PNG Health facilities need staff as COVID-19 cases continue to rise


Health facilities in the capital city of Papua New Guinea are facing manpower crises as a direct consequence of the exponential increase in the Covid-19 cases.

National Capital District (NCD) health authority acting chief executive officer Ken Wai said the Gerehu Hospital, which was the only major hospital apart from the Port Moresby General Hospital (PMGH), was closed because many of the staff had contracted the Covid-19.

Wai said the hospital could not continue to close because people depended on it hence, they were working around the clock to have it opened.

“I am organising new short term contract staff (STCS) to help us and it will be opened today (Monday),” he said. “More staff are falling ill with the Covid-19 so we will recruit 10 more STCS for Gerehu Hospital and 57 STCS have already been hired and are operating Rita Flynn Covid-19 centre for the last two weeks.

“More awareness has been done throughout the city for two weeks by our public health staff.

“The National Capital District Commission came in big to go out to 75 hot-spots to do awareness from Friday to Monday.

“Today, (we) met to enforce the prevention measures with police, military and Road Transport Association.

“Clinically, triaging and testing is continuing and we are managing patients at PMGH, Rita Flynn and the Taurama Aquatic Centre will be opened on Thursday.”

Wai said as of Monday there were 31 Covid-19 patients at Rita Flynn.

The closure of Gerehu Hospital has put a strain on PMGH as patients were all going to the country’s major referral hospital according to the chief executive officer Dr Paki Molumi.

Due to growing number of staff getting infected, on March 8 the hospital announced that it would be scaling down and prioritising its services over the next two weeks.

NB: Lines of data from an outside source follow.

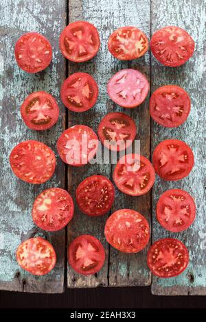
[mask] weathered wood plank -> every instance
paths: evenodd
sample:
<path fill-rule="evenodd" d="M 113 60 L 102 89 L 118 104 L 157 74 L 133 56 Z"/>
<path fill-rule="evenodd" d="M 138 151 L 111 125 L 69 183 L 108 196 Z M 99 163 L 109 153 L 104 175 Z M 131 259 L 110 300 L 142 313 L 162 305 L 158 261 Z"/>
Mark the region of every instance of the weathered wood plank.
<path fill-rule="evenodd" d="M 65 108 L 59 99 L 65 64 L 58 49 L 59 34 L 65 25 L 65 1 L 62 0 L 52 0 L 49 6 L 41 0 L 7 0 L 1 4 L 1 289 L 38 293 L 61 293 L 64 289 L 65 231 L 43 232 L 34 226 L 30 214 L 34 199 L 39 192 L 52 186 L 65 187 L 65 166 L 58 158 L 55 175 L 51 180 L 39 186 L 30 185 L 14 177 L 8 157 L 17 143 L 28 139 L 42 141 L 56 152 L 56 142 L 65 127 Z M 52 63 L 38 75 L 20 70 L 14 55 L 15 42 L 30 31 L 44 34 L 54 50 Z M 28 94 L 41 90 L 56 97 L 60 117 L 51 129 L 39 133 L 26 127 L 21 118 L 20 106 Z M 51 241 L 57 253 L 55 269 L 43 277 L 34 277 L 21 269 L 15 259 L 15 251 L 21 240 L 36 234 Z"/>
<path fill-rule="evenodd" d="M 176 129 L 168 129 L 152 122 L 152 149 L 165 138 L 185 141 L 192 148 L 195 166 L 189 176 L 179 182 L 165 182 L 157 177 L 153 189 L 152 239 L 174 237 L 182 240 L 190 251 L 190 263 L 187 270 L 177 277 L 152 277 L 152 292 L 159 295 L 206 295 L 205 202 L 204 201 L 204 145 L 205 108 L 205 69 L 203 48 L 205 42 L 205 3 L 203 0 L 152 0 L 152 33 L 166 25 L 178 25 L 185 29 L 196 42 L 193 58 L 181 67 L 161 66 L 152 58 L 152 92 L 157 87 L 176 84 L 185 88 L 192 99 L 192 110 L 187 121 Z M 196 221 L 187 231 L 169 234 L 155 219 L 157 199 L 169 188 L 183 188 L 194 197 L 197 214 Z M 204 239 L 205 238 L 205 239 Z"/>

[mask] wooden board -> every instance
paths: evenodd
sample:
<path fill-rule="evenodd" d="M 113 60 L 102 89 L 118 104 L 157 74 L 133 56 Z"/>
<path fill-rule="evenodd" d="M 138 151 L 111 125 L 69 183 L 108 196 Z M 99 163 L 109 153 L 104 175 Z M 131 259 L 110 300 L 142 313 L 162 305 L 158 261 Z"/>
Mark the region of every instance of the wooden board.
<path fill-rule="evenodd" d="M 55 175 L 42 185 L 30 185 L 18 179 L 10 169 L 8 158 L 12 149 L 28 139 L 48 145 L 56 154 L 56 142 L 65 127 L 65 108 L 59 98 L 59 88 L 65 75 L 65 63 L 58 49 L 58 38 L 65 25 L 65 1 L 52 0 L 49 5 L 36 0 L 7 0 L 1 3 L 1 214 L 0 288 L 38 293 L 61 293 L 64 289 L 65 231 L 49 234 L 34 227 L 31 218 L 34 198 L 47 187 L 65 186 L 65 166 L 58 158 Z M 53 61 L 44 71 L 30 75 L 17 66 L 14 46 L 25 32 L 36 31 L 51 41 Z M 35 90 L 53 95 L 60 108 L 58 123 L 41 133 L 26 127 L 20 106 L 24 98 Z M 20 269 L 15 251 L 22 240 L 39 235 L 54 245 L 58 256 L 54 271 L 34 277 Z"/>
<path fill-rule="evenodd" d="M 193 58 L 185 65 L 172 69 L 163 67 L 152 57 L 152 92 L 165 84 L 176 84 L 185 88 L 192 99 L 192 110 L 187 121 L 176 129 L 165 129 L 152 123 L 152 149 L 165 138 L 185 141 L 193 149 L 195 166 L 187 177 L 178 182 L 165 182 L 157 176 L 153 189 L 152 239 L 174 237 L 182 240 L 190 251 L 190 263 L 177 277 L 153 277 L 152 292 L 158 295 L 206 295 L 206 210 L 205 185 L 205 2 L 204 0 L 152 0 L 152 33 L 165 25 L 185 29 L 196 42 Z M 205 83 L 205 84 L 204 84 Z M 205 120 L 205 121 L 204 121 Z M 205 169 L 205 170 L 204 170 Z M 155 206 L 159 196 L 169 188 L 183 188 L 195 198 L 197 214 L 192 226 L 187 231 L 169 234 L 157 222 Z M 204 198 L 205 197 L 205 198 Z"/>

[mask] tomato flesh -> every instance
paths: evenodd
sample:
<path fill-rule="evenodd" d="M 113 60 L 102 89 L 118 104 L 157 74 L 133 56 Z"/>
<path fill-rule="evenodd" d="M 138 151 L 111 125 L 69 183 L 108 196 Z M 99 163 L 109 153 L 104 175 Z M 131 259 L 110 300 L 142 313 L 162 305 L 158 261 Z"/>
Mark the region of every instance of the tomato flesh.
<path fill-rule="evenodd" d="M 91 275 L 104 265 L 105 251 L 102 243 L 91 235 L 82 235 L 74 239 L 68 249 L 69 263 L 77 273 Z"/>
<path fill-rule="evenodd" d="M 151 189 L 155 173 L 150 162 L 139 154 L 127 154 L 122 157 L 115 166 L 113 180 L 124 193 L 140 196 Z"/>
<path fill-rule="evenodd" d="M 93 58 L 100 49 L 100 40 L 97 28 L 87 21 L 69 23 L 60 36 L 60 49 L 71 62 L 86 62 Z"/>
<path fill-rule="evenodd" d="M 148 243 L 150 227 L 148 221 L 131 209 L 121 209 L 107 219 L 104 234 L 108 243 L 124 253 L 137 253 Z"/>
<path fill-rule="evenodd" d="M 124 108 L 133 108 L 141 104 L 149 92 L 146 77 L 135 69 L 122 69 L 108 81 L 109 97 Z"/>
<path fill-rule="evenodd" d="M 57 142 L 57 149 L 64 162 L 80 166 L 88 163 L 95 155 L 98 138 L 86 125 L 74 125 L 66 129 Z"/>
<path fill-rule="evenodd" d="M 76 73 L 62 84 L 61 99 L 69 110 L 85 112 L 97 101 L 98 86 L 94 79 L 87 73 Z"/>
<path fill-rule="evenodd" d="M 150 111 L 157 123 L 166 127 L 176 127 L 186 121 L 190 111 L 190 99 L 181 87 L 162 86 L 152 94 Z"/>
<path fill-rule="evenodd" d="M 57 122 L 59 108 L 52 95 L 43 91 L 34 92 L 23 103 L 21 114 L 30 129 L 43 130 L 49 129 Z"/>
<path fill-rule="evenodd" d="M 21 69 L 27 73 L 38 73 L 49 65 L 52 48 L 43 36 L 38 32 L 27 32 L 16 42 L 15 57 Z"/>
<path fill-rule="evenodd" d="M 176 67 L 185 64 L 192 56 L 194 41 L 185 30 L 169 26 L 154 32 L 150 48 L 155 58 L 161 64 Z"/>
<path fill-rule="evenodd" d="M 112 151 L 122 151 L 128 147 L 136 134 L 135 121 L 124 113 L 108 113 L 98 127 L 100 141 Z"/>
<path fill-rule="evenodd" d="M 47 274 L 56 262 L 53 246 L 41 237 L 34 237 L 22 243 L 17 248 L 16 255 L 21 267 L 35 275 Z"/>
<path fill-rule="evenodd" d="M 79 184 L 76 196 L 77 203 L 84 214 L 102 216 L 109 211 L 113 203 L 115 188 L 104 175 L 92 175 Z"/>
<path fill-rule="evenodd" d="M 51 149 L 41 142 L 21 142 L 10 156 L 12 170 L 16 177 L 30 184 L 40 184 L 54 175 L 56 158 Z"/>
<path fill-rule="evenodd" d="M 186 247 L 175 238 L 159 239 L 148 253 L 148 265 L 152 274 L 159 277 L 172 277 L 183 273 L 189 262 Z"/>
<path fill-rule="evenodd" d="M 194 165 L 190 147 L 179 140 L 165 140 L 153 153 L 155 172 L 165 180 L 179 180 L 188 175 Z"/>
<path fill-rule="evenodd" d="M 64 189 L 50 188 L 36 198 L 32 208 L 34 223 L 43 230 L 55 232 L 67 225 L 73 215 L 73 202 Z"/>
<path fill-rule="evenodd" d="M 110 36 L 108 47 L 115 58 L 131 60 L 146 53 L 148 49 L 148 40 L 139 29 L 135 27 L 122 27 Z"/>

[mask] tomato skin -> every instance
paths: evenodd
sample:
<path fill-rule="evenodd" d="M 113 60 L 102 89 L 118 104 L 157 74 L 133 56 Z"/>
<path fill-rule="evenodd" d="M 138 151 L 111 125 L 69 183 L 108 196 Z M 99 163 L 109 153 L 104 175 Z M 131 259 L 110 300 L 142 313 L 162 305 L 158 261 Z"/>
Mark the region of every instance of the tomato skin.
<path fill-rule="evenodd" d="M 37 276 L 49 273 L 56 262 L 52 245 L 42 237 L 34 237 L 23 242 L 16 249 L 16 257 L 22 269 Z M 35 261 L 38 262 L 35 263 Z"/>
<path fill-rule="evenodd" d="M 91 247 L 92 249 L 91 249 Z M 102 243 L 93 236 L 79 236 L 69 245 L 69 264 L 79 274 L 89 275 L 98 273 L 102 268 L 104 261 L 104 247 Z M 88 268 L 86 266 L 84 267 L 87 262 Z"/>
<path fill-rule="evenodd" d="M 163 99 L 162 95 L 168 95 L 168 98 L 165 97 Z M 174 97 L 176 95 L 178 97 L 176 99 Z M 156 108 L 158 101 L 159 105 L 157 110 Z M 179 104 L 179 106 L 177 106 L 177 104 Z M 168 108 L 167 108 L 168 106 Z M 180 108 L 179 114 L 176 112 L 178 107 Z M 190 108 L 191 101 L 187 92 L 176 85 L 166 85 L 159 87 L 153 92 L 150 100 L 151 117 L 158 124 L 165 127 L 176 127 L 183 124 L 187 119 Z M 182 112 L 181 112 L 181 110 Z M 165 117 L 162 119 L 163 113 L 165 113 Z M 179 115 L 180 114 L 181 115 Z"/>
<path fill-rule="evenodd" d="M 34 112 L 34 106 L 35 107 L 37 104 L 36 110 L 39 106 L 41 106 L 42 101 L 42 105 L 47 106 L 49 108 L 47 112 L 44 112 L 44 110 L 41 110 L 41 112 L 44 114 L 45 119 L 45 121 L 39 121 L 35 122 Z M 39 102 L 41 102 L 39 103 Z M 30 106 L 31 106 L 30 108 Z M 49 110 L 52 110 L 52 112 Z M 34 92 L 28 95 L 24 100 L 23 104 L 21 106 L 21 114 L 23 121 L 25 125 L 31 129 L 35 129 L 36 131 L 43 131 L 44 129 L 50 129 L 54 124 L 58 121 L 59 116 L 59 108 L 55 99 L 50 95 L 50 94 L 44 92 L 43 90 L 39 92 Z M 38 118 L 38 115 L 36 116 L 36 119 Z"/>
<path fill-rule="evenodd" d="M 76 33 L 74 38 L 74 32 Z M 80 38 L 78 34 L 81 32 Z M 70 38 L 70 39 L 69 39 Z M 71 42 L 71 48 L 69 49 Z M 78 55 L 73 53 L 72 46 L 78 47 L 78 44 L 83 50 L 89 50 L 87 54 Z M 87 21 L 76 21 L 69 23 L 62 30 L 59 39 L 59 46 L 62 54 L 71 62 L 82 62 L 90 60 L 96 55 L 100 47 L 100 40 L 97 28 Z M 68 47 L 68 48 L 67 48 Z M 70 53 L 69 53 L 70 51 Z M 90 52 L 89 52 L 90 51 Z"/>
<path fill-rule="evenodd" d="M 35 199 L 32 216 L 35 225 L 43 230 L 56 232 L 64 228 L 73 216 L 73 199 L 60 188 L 49 188 Z"/>
<path fill-rule="evenodd" d="M 71 101 L 69 101 L 67 98 L 68 97 L 67 97 L 66 94 L 67 92 L 67 95 L 68 94 L 70 94 L 70 99 L 73 101 L 73 99 L 71 96 L 73 92 L 73 88 L 71 88 L 71 84 L 73 85 L 73 84 L 76 84 L 78 79 L 82 79 L 82 81 L 84 79 L 87 80 L 87 83 L 85 82 L 84 86 L 76 89 L 75 94 L 73 94 L 74 95 L 77 96 L 78 95 L 82 95 L 82 100 L 80 103 L 82 106 L 80 106 L 80 104 L 76 104 L 76 106 L 74 103 L 72 103 Z M 87 86 L 89 86 L 89 99 L 86 97 L 86 95 L 87 95 L 87 93 L 85 93 L 84 95 L 83 95 L 84 89 L 85 88 L 87 88 Z M 71 93 L 69 93 L 69 90 L 68 90 L 68 88 L 69 87 Z M 92 95 L 91 94 L 91 92 L 92 92 Z M 60 97 L 64 105 L 67 106 L 69 110 L 77 112 L 85 112 L 91 108 L 95 104 L 98 100 L 98 93 L 99 88 L 96 82 L 91 76 L 91 75 L 88 74 L 87 73 L 75 73 L 74 74 L 71 75 L 70 76 L 69 76 L 69 77 L 67 78 L 67 79 L 64 81 L 60 90 Z M 78 98 L 80 98 L 79 96 Z M 82 101 L 84 101 L 83 103 L 82 103 Z"/>
<path fill-rule="evenodd" d="M 179 151 L 182 152 L 180 156 L 177 154 Z M 194 166 L 194 154 L 189 145 L 183 141 L 175 139 L 164 140 L 154 149 L 152 163 L 155 172 L 159 177 L 165 180 L 176 181 L 187 177 L 192 171 Z M 175 165 L 179 169 L 179 171 L 174 169 Z"/>
<path fill-rule="evenodd" d="M 143 47 L 141 51 L 137 45 Z M 111 34 L 108 40 L 111 53 L 120 60 L 132 60 L 143 56 L 148 50 L 146 34 L 135 27 L 122 27 Z"/>
<path fill-rule="evenodd" d="M 150 227 L 139 212 L 121 209 L 107 219 L 104 235 L 107 242 L 116 249 L 123 253 L 137 253 L 149 242 Z"/>
<path fill-rule="evenodd" d="M 179 41 L 179 37 L 183 39 Z M 191 36 L 183 29 L 176 26 L 165 27 L 157 30 L 153 34 L 150 44 L 155 58 L 170 67 L 177 67 L 185 64 L 192 56 L 194 45 Z"/>
<path fill-rule="evenodd" d="M 192 197 L 186 191 L 170 189 L 160 196 L 157 203 L 156 214 L 159 223 L 163 228 L 170 232 L 179 232 L 186 230 L 193 223 L 196 205 Z M 173 223 L 170 221 L 171 216 L 174 217 Z M 177 223 L 175 225 L 175 219 L 179 225 Z"/>
<path fill-rule="evenodd" d="M 102 190 L 104 191 L 104 193 Z M 110 210 L 115 200 L 115 187 L 106 177 L 91 175 L 78 185 L 76 199 L 84 214 L 98 216 L 106 214 Z M 91 204 L 92 206 L 90 206 Z"/>
<path fill-rule="evenodd" d="M 35 40 L 38 40 L 39 43 L 35 43 Z M 34 47 L 32 47 L 32 44 L 34 44 Z M 43 44 L 44 45 L 44 47 L 43 48 Z M 32 49 L 32 52 L 28 53 L 27 52 L 25 55 L 25 53 L 20 53 L 21 51 L 24 51 L 25 50 L 27 49 L 31 51 Z M 36 60 L 35 60 L 34 62 L 34 58 L 32 58 L 32 55 L 36 54 L 36 51 L 38 51 L 38 57 Z M 35 53 L 34 53 L 35 51 Z M 38 34 L 38 32 L 27 32 L 22 35 L 17 40 L 15 45 L 15 58 L 16 62 L 19 66 L 23 69 L 23 71 L 26 71 L 27 73 L 30 73 L 31 74 L 38 73 L 39 71 L 45 69 L 50 64 L 52 58 L 52 47 L 49 42 L 49 41 L 43 35 Z M 19 57 L 19 55 L 25 55 L 25 60 L 27 59 L 30 62 L 25 62 L 23 61 L 21 59 L 22 57 Z M 42 55 L 45 55 L 43 59 Z M 33 59 L 33 61 L 31 60 Z M 43 62 L 42 61 L 43 60 Z M 42 62 L 42 64 L 40 64 Z M 36 66 L 35 64 L 38 65 Z"/>
<path fill-rule="evenodd" d="M 172 255 L 171 255 L 171 249 L 172 248 L 174 250 Z M 165 253 L 165 256 L 164 253 Z M 161 258 L 161 256 L 162 256 Z M 171 256 L 172 260 L 173 259 L 174 261 L 174 258 L 176 262 L 170 269 L 171 266 L 168 267 L 167 264 L 170 262 Z M 163 267 L 161 267 L 161 262 L 158 267 L 158 261 L 161 259 L 163 259 Z M 179 264 L 178 262 L 179 262 Z M 150 270 L 155 276 L 162 278 L 174 277 L 180 275 L 187 268 L 189 262 L 189 253 L 187 247 L 178 239 L 159 239 L 156 240 L 150 247 L 148 252 L 147 262 Z M 159 268 L 160 269 L 158 269 Z"/>

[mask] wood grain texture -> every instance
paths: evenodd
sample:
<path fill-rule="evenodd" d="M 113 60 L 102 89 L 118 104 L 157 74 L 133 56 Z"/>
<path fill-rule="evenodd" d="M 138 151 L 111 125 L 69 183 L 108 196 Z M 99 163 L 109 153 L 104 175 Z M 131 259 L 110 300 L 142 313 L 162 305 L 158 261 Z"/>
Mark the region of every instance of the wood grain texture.
<path fill-rule="evenodd" d="M 159 295 L 206 295 L 205 230 L 205 2 L 204 0 L 152 0 L 152 33 L 166 25 L 185 29 L 196 42 L 194 56 L 178 68 L 161 65 L 152 58 L 152 92 L 167 84 L 185 88 L 192 99 L 192 110 L 187 121 L 176 129 L 166 129 L 152 122 L 152 149 L 162 140 L 178 138 L 193 149 L 195 166 L 187 177 L 177 182 L 165 182 L 157 177 L 153 189 L 152 239 L 174 237 L 188 247 L 190 262 L 181 275 L 170 279 L 152 277 L 152 292 Z M 205 47 L 205 49 L 204 49 Z M 163 230 L 155 219 L 155 207 L 159 195 L 169 188 L 181 188 L 194 197 L 197 214 L 194 223 L 183 232 L 172 234 Z"/>
<path fill-rule="evenodd" d="M 136 4 L 132 0 L 122 1 L 115 0 L 69 0 L 69 23 L 78 20 L 85 20 L 94 24 L 99 32 L 101 47 L 97 56 L 83 64 L 69 63 L 69 73 L 84 71 L 91 74 L 98 82 L 100 95 L 95 107 L 83 114 L 69 112 L 69 126 L 74 124 L 85 124 L 95 132 L 101 119 L 109 112 L 124 111 L 136 121 L 138 134 L 141 139 L 141 153 L 150 156 L 150 118 L 148 103 L 135 109 L 126 110 L 117 106 L 108 99 L 106 84 L 116 71 L 132 66 L 146 73 L 150 78 L 150 55 L 133 64 L 119 62 L 109 53 L 107 40 L 109 35 L 116 28 L 124 25 L 135 25 L 141 29 L 148 36 L 150 34 L 150 1 L 139 1 Z M 103 174 L 111 177 L 113 166 L 111 164 L 90 164 L 78 170 L 69 168 L 68 181 L 71 194 L 74 195 L 77 185 L 85 177 L 92 174 Z M 130 197 L 117 191 L 116 200 L 112 211 L 121 208 L 137 210 L 149 219 L 150 196 L 147 194 L 142 197 Z M 146 250 L 136 255 L 125 255 L 110 247 L 105 241 L 104 228 L 107 216 L 100 218 L 89 218 L 82 214 L 76 208 L 73 221 L 69 225 L 68 243 L 82 234 L 91 234 L 98 237 L 103 243 L 106 253 L 106 260 L 103 269 L 95 275 L 84 277 L 76 274 L 68 266 L 68 287 L 95 287 L 101 286 L 148 285 L 150 275 L 146 264 Z"/>
<path fill-rule="evenodd" d="M 31 217 L 34 199 L 43 189 L 65 187 L 65 166 L 58 158 L 54 176 L 42 185 L 32 185 L 18 179 L 12 173 L 8 158 L 12 149 L 23 140 L 43 142 L 56 150 L 56 142 L 65 127 L 65 108 L 59 99 L 59 87 L 65 78 L 65 60 L 58 49 L 60 30 L 65 25 L 65 1 L 52 0 L 45 5 L 41 0 L 6 0 L 1 3 L 1 216 L 0 288 L 24 292 L 61 293 L 64 289 L 65 231 L 47 233 L 34 227 Z M 53 48 L 49 66 L 36 75 L 21 71 L 15 61 L 14 47 L 25 32 L 36 31 L 45 35 Z M 20 114 L 25 97 L 35 90 L 53 95 L 60 108 L 60 117 L 51 129 L 32 131 Z M 54 245 L 58 257 L 54 271 L 35 277 L 20 269 L 15 251 L 22 240 L 41 236 Z"/>

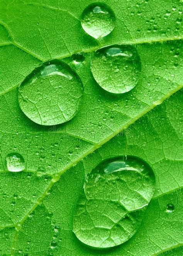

Dr Molumi said the hospital experienced a huge surge in the last two weeks which saw more than 200 cases reported which include staff, patients and guardians.

He said more than 100 staff were isolated and six to eight cases were reported at the hospital daily with a trend of 70 per cent infection rate in positive cases.

Meanwhile, PNG’s only public ambulance service is under pressure as the number of the Covid-19 cases continue to increase in the National Capital District.

Apart from maintaining the normal ambulance services, St John Ambulance was responsible for transporting Covid-19 patients from home and between health facilities, chief executive officer Matt Cannon said.

“We are feeling significant pressure in terms of ambulance cases,” he said.

“Due to the degree of decontamination required, it is essential ambulances are thoroughly decontaminated between patients. We have brought in more ambulances and we have rostered on extra ambulance officers, but we are seeing that the demand for emergency services exceeds what is available.”

Cannon said there would be longer waiting times for ambulances during this period as the response to the Covid-19 emergency took up the service’s available resources.

“We ask people to be patient, kind and respectful towards our staff,” he said.

Cannon said more people were tuning up for testing at the drive-thru testing facility facilitated by SJA at the Taurama Aquatic Centre.